The disciples spoke with Jesus in private afterwards concerned that they could not heal the boy and Jesus tells them that their failures to heal are due to lack of faith. The Apostles lack of faith is a recurring theme in this section (Matthew 14:16-21; 14:26-27; 14:28-31; 15:16; 15:23; 15:33; 16:5; 16:22; 17:4; 17:10-11). Most biblical scholars have agreed that the “lack of faith” of the disciples emphasizes that their power to heal was not their own, but entirely the Lord’s which was bestowed upon them in Matthew 10:1 (Mark 3:13-19; Luke 6:12-16). Because healing is a gift from God, in order to properly heal, the quality of the faith was important to minister to the sick. The quality of their faith is compared to a mustard seed in this scripture. The parable of the mustard seed had already been taught to the Apostles by Jesus (Matthew 13:37, Mark 4:30-32; Luke 13:18-21) so they would have had an understanding of what the Lord was telling them at this point in time. The smallest seed like a mustard seed – the smallest true faith – can have great effect through the Lord; whereas poor faith has no effect. Their poor faith is further addressed by the Lord when he tells them that this type of healing can only be accomplished with prayer and fasting (Matt 17:21) – which implies that they did not understand up until this time when Jesus spoke with them about it, that active prayer and fasting was necessary to nurture the gift of healing that they had been given by God (Matt 10:1, 8).

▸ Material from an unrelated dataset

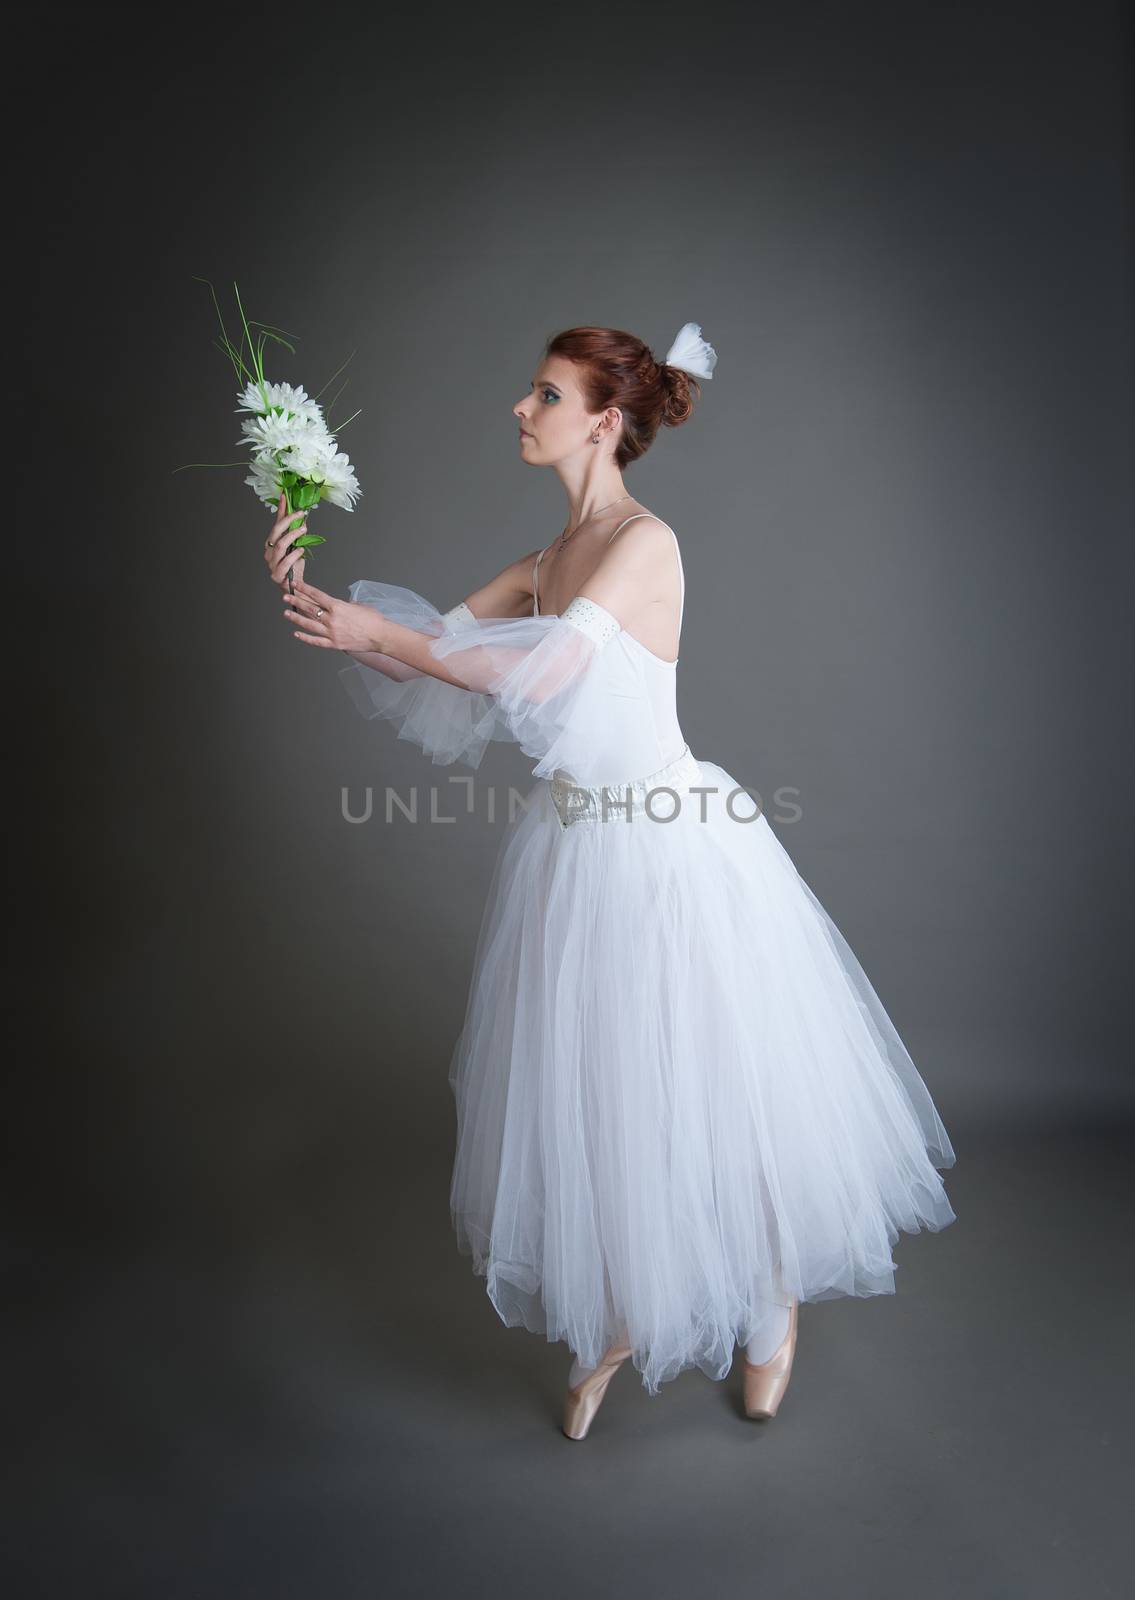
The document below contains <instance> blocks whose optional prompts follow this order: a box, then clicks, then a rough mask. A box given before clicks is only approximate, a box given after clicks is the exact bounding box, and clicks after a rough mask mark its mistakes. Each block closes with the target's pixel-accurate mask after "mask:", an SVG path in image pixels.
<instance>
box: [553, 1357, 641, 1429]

This scriptural passage also speaks of the removal of mountains with true faith. The idea of the removal of mountains with faith is given several times both in the Old and New Testament (Isa 40:4; Isa 49:11; Isa 54:10; Matt 21:21-22; Mark 11:23; Luke 17:6; 1Cor 13:2) and refers to overcoming great obstacles by having true faith. Overcoming obstacles with prayer and fasting – true faith – is also echoed in Philippians 4:13 when St. Paul, who was at the time in prison and undergoing many obstacles writes to the Philippians to encourage them to remain steadfast in their faith despite any physical and spiritual obstacles they may be facing. For in Paul’s words to the Philippians, “I can do all things through Christ who strengthens me” (Phil 4:13) because with God, “all things are possible” for those who believe (Matthew 19:26).
References: The New Testament, Matthew and the Canon, Paul Tarazi; The Gospel of Matthew, Lawrence R. Farley; The Expositor’s Bible Commentary, D.A.Carson; NKJV.